Here’s a deep dark secret: I don’t particularly like security policy. I don’t always follow policy. Goodness knows that with the 50-250 page policies I’ve seen, I didn’t even understand the whole policy at a legal level – and if you don’t understand them at a legal level can you really say you’re following them? Not to mention when one policy contradicts another.
Even at companies with very robust security programs that include policy, it is very common that I approach developers and they don’t understand their companies policy either – like for example what data they need to protect. At a previous employer, we used to tease the folks that worked on PCI as having a “passion for compliance.” That was not a compliment.
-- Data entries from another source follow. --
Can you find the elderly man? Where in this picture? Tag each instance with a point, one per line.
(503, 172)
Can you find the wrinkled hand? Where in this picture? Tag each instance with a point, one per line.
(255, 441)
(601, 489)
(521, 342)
Policy came to sort of feel like a necessary evil at best.
Then I met and started to work with our CISO Rocio Baeza. I didn’t know that I’d end up hiring her as an internal policy, governance and risk resource for Jemurai but I’m lucky I did. Initially, we did policy because many of our clients that needed technical help also needed policies – some kind of rules to follow.
As we challenged Rocio to “get meta” on the problems with policy the way we try to “get meta” with the technical issues we see, she extended and then surpassed our expectations by developing an approach for Agile Governance. She implemented policies for clients that were short, to the point, readable and in our collective judgment captured the important things they needed to think about even better than the policy “books” we saw.
Writing policy in layman’s terms, with a focus on simplicity, was something that wasn’t immediately easy to appreciate. The shorter simple policy reads easily and doesn’t feel like it hurts the same way some policies do. Its like the old quote from Blaise Pascal:
We worked hard to make it shorter. Does that mean it doesn’t work? On the contrary, we think it works even better.